Войдя в небольшой гостиничный номер и поздоровавшись с одетыми в траур женщинами, Василий Семёнович встал перед ними на колени.
Небывалый в их жизни жест мужчины, да ещё большого начальника, ввёл их в полное замешательство. Зябреву показалось, что они почувствовали перед этим седовласым человеком какую-то неловкость. Может, за свой вчерашний трудный разговор на повышенных тонах… «Не уберегли!», «Почему отпустили одних!»…
Женщины склонились над Петровым, стали извиняться. Тут-то Василий Семёнович повинился и за себя, и за свой коллектив. Осторожно, подбирая каждое слово и наблюдая за состоянием убитых горем матерей, начальник нефтеразведки рассказал о причине своего визита.
Что началось-то!
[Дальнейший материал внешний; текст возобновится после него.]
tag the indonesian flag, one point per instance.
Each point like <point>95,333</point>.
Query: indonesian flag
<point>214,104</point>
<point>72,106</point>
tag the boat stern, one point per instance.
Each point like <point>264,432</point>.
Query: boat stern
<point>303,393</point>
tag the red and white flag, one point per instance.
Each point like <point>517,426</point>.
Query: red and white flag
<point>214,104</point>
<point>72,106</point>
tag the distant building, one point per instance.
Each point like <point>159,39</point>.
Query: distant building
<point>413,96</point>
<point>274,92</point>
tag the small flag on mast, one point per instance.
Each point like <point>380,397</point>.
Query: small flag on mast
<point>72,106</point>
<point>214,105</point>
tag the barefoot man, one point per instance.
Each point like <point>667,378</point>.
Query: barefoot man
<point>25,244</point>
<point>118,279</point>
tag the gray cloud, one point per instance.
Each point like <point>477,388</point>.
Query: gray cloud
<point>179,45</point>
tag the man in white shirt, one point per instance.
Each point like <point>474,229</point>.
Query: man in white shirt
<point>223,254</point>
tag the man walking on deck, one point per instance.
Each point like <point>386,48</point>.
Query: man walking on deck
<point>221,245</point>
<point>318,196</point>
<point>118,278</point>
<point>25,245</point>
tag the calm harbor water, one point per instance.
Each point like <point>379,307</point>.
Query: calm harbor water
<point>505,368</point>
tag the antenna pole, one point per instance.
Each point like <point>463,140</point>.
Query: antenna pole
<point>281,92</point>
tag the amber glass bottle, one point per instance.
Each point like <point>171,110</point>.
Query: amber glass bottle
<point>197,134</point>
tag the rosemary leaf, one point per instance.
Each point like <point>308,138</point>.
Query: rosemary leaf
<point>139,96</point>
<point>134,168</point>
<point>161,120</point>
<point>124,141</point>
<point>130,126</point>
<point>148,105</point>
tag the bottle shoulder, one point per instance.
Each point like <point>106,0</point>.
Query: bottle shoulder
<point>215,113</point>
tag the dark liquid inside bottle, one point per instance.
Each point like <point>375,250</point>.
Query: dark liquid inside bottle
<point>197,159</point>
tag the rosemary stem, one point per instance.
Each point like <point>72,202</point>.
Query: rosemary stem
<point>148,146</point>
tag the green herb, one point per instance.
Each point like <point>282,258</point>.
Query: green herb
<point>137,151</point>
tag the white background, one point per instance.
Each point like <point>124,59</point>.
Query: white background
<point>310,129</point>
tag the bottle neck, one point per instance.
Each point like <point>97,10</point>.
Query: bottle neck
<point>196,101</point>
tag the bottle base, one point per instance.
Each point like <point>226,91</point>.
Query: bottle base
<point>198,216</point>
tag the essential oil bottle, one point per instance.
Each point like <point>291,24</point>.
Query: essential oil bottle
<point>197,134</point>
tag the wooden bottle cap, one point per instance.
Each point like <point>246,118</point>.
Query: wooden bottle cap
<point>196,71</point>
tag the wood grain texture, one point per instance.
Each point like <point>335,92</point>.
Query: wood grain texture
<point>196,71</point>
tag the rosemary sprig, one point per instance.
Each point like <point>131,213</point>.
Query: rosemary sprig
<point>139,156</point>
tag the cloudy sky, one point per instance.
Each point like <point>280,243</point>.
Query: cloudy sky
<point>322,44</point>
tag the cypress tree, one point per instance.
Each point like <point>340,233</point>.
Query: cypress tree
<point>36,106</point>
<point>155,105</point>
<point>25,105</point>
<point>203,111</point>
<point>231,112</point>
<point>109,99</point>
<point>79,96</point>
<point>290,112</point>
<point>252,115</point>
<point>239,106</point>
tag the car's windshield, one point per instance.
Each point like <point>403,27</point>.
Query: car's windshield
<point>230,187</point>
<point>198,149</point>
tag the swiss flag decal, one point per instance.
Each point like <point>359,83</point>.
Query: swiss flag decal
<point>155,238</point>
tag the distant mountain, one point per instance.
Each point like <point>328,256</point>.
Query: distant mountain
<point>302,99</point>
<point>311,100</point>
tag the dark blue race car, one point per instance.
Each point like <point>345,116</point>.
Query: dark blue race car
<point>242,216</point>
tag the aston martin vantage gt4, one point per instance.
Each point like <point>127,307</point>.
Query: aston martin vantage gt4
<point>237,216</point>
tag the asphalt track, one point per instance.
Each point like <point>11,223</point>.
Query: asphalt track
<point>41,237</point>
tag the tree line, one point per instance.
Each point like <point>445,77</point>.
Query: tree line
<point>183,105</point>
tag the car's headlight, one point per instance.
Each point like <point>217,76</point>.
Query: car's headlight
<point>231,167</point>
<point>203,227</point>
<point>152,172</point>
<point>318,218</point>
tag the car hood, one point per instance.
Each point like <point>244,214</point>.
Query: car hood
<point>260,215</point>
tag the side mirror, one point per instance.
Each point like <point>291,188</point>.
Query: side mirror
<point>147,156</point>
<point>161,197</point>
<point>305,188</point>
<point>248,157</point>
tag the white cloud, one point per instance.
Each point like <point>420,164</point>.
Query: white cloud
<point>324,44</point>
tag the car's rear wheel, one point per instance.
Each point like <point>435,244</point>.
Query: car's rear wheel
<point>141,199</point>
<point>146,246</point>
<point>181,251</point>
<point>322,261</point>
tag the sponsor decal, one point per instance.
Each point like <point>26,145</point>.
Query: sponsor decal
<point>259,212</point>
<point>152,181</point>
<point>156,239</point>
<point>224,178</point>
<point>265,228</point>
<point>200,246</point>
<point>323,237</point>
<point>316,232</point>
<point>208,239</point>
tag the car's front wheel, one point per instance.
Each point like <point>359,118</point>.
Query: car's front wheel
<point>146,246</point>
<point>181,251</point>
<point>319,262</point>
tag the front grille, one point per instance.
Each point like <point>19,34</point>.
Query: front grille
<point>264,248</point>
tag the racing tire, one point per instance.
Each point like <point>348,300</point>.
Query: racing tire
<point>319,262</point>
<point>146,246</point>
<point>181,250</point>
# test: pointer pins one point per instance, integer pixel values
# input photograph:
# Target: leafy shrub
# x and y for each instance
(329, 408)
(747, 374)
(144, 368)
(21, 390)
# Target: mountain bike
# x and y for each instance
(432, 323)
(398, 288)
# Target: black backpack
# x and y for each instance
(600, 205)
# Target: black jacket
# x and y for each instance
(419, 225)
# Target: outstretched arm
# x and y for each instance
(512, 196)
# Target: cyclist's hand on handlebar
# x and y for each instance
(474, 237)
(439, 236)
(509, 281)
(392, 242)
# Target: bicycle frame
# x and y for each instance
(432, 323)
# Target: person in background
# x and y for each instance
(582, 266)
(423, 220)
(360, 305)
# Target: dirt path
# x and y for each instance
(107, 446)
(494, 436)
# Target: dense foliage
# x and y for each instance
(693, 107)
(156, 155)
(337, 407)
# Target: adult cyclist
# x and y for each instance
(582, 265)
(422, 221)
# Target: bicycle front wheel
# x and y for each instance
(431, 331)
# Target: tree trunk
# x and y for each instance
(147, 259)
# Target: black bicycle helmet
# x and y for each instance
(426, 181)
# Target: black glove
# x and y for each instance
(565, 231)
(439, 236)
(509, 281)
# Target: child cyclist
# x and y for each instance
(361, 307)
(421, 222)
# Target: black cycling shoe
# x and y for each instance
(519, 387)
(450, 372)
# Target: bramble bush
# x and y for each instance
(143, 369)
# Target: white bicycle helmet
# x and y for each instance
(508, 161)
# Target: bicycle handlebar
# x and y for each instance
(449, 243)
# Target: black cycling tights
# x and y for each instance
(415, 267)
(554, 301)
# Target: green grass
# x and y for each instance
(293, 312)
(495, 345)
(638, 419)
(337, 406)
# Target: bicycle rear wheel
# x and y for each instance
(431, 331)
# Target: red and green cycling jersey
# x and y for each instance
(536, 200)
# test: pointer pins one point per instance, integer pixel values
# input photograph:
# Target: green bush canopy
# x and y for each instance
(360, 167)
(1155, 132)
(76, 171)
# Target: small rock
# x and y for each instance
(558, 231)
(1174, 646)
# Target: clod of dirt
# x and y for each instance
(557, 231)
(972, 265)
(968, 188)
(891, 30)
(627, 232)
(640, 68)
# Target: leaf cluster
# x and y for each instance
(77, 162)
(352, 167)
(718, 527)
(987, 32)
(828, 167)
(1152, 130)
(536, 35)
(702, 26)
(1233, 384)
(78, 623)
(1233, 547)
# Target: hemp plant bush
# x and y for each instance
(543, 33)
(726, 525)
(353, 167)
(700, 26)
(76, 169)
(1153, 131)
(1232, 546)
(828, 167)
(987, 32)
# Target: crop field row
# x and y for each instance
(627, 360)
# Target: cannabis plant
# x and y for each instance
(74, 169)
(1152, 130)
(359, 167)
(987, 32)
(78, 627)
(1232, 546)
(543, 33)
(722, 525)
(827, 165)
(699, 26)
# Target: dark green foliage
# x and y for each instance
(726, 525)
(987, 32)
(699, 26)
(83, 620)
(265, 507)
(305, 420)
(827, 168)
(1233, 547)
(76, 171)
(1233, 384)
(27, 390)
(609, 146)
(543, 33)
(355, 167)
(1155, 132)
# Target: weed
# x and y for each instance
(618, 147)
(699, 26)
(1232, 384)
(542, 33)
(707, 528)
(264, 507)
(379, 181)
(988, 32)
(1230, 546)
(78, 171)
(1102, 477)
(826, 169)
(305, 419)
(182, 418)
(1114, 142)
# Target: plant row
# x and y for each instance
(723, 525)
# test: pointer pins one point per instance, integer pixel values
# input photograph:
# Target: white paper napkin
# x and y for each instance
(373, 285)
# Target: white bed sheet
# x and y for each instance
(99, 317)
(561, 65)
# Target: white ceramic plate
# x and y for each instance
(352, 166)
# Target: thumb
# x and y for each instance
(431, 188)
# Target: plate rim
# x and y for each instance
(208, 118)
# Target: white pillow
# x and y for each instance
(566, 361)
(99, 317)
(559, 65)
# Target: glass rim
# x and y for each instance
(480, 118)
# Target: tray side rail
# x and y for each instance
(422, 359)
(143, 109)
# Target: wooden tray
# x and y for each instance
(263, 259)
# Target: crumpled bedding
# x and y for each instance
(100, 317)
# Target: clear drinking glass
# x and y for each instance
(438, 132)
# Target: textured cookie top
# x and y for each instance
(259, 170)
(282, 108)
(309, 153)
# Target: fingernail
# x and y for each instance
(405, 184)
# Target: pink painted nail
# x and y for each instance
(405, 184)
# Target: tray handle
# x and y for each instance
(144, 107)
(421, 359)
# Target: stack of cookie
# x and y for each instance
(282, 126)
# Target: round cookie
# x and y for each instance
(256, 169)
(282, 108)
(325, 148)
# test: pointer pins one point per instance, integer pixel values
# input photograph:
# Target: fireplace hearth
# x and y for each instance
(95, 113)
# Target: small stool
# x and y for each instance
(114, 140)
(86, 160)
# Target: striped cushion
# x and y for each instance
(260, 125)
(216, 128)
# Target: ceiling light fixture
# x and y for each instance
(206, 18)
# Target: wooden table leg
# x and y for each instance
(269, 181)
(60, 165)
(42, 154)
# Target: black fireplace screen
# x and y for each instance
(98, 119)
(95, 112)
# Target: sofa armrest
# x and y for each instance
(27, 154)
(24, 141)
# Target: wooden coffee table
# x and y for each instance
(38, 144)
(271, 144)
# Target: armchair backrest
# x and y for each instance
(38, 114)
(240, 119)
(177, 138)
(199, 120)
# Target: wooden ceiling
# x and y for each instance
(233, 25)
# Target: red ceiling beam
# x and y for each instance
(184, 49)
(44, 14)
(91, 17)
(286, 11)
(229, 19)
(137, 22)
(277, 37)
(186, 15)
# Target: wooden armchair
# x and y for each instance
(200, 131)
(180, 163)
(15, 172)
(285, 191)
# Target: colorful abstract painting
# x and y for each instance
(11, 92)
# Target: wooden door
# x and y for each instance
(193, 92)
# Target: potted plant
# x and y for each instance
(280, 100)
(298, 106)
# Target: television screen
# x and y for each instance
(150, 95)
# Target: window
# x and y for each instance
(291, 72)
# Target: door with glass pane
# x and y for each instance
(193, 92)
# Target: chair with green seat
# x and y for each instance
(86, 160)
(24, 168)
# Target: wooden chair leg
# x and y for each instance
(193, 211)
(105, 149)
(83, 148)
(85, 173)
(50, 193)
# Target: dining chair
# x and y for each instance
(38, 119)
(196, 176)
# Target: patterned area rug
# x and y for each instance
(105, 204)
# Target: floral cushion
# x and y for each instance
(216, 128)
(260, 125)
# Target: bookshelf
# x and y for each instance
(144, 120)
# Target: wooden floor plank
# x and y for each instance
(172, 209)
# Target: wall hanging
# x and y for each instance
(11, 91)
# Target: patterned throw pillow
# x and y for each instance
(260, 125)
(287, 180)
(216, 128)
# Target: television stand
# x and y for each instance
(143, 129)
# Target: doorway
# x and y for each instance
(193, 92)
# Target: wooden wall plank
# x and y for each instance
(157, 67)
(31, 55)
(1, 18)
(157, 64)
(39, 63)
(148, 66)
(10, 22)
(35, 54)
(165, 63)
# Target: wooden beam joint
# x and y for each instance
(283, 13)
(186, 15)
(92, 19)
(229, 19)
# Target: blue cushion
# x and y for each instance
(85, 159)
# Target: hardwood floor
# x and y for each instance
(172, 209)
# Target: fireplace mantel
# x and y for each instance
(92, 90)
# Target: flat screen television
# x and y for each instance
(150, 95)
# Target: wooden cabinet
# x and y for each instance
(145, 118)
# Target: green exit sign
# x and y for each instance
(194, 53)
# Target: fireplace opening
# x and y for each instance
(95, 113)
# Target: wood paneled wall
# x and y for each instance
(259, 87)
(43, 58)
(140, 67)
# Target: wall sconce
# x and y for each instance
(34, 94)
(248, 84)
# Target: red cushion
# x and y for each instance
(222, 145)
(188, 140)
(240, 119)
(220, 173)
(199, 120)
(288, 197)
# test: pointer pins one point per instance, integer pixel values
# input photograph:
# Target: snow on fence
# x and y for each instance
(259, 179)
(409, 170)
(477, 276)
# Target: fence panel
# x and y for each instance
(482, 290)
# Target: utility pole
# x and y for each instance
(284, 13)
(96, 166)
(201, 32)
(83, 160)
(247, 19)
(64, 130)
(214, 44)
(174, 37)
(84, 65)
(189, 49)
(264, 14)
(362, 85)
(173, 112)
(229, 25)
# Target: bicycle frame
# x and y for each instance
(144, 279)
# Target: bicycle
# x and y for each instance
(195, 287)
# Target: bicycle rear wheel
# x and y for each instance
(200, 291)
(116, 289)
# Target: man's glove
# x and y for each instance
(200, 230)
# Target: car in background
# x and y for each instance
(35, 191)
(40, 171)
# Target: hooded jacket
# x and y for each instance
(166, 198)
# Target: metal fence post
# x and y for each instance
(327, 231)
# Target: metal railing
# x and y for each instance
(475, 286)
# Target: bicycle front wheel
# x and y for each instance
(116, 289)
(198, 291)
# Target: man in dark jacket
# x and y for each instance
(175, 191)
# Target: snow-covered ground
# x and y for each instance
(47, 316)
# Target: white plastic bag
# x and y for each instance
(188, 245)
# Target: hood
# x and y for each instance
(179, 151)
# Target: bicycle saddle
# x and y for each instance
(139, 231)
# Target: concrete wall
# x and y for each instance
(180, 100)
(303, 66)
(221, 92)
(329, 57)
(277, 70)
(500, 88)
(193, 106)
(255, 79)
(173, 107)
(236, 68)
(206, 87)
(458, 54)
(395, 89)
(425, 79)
Словами не передать.
– А вот и спаситель сынов ваших, – Василий Семёнович познакомил Клавдию Давыдовну и Калампыр Садыковну с Зябревым. Те бросились к нему, встали перед ним на колени. Антон сразу засмущался, не зная, куда деться от бесконечных материнских слов благодарности, перевёл разговор на другое.
– Мы с женой Ольгой и дочкой Олесенькой приглашаем вас сегодня на годовщину отца да первого в этом сезоне глухаря, второго-то уже съели, – подумав, добавил, – а сейчас собирайте свои вещи, выписывайтесь из гостиницы. Будете жить у меня. В отцовом доме всем места хватит.
В больнице их встретил главный врач, успокоил:
– До свадьбы, даже скорой, всё заживёт. Ильин отделался сотрясением мозга и прикусом языка. Через две недели будет как штык в строю. У Жангалиева дела посложнее: открытый перелом ноги, большая потеря крови, острый бронхит. Но тоже ничего страшного. Конечно же, оба нуждаются в усиленном питании и отдыхе.
Счастью матерей не было конца. Они пытались целовать Антону руки.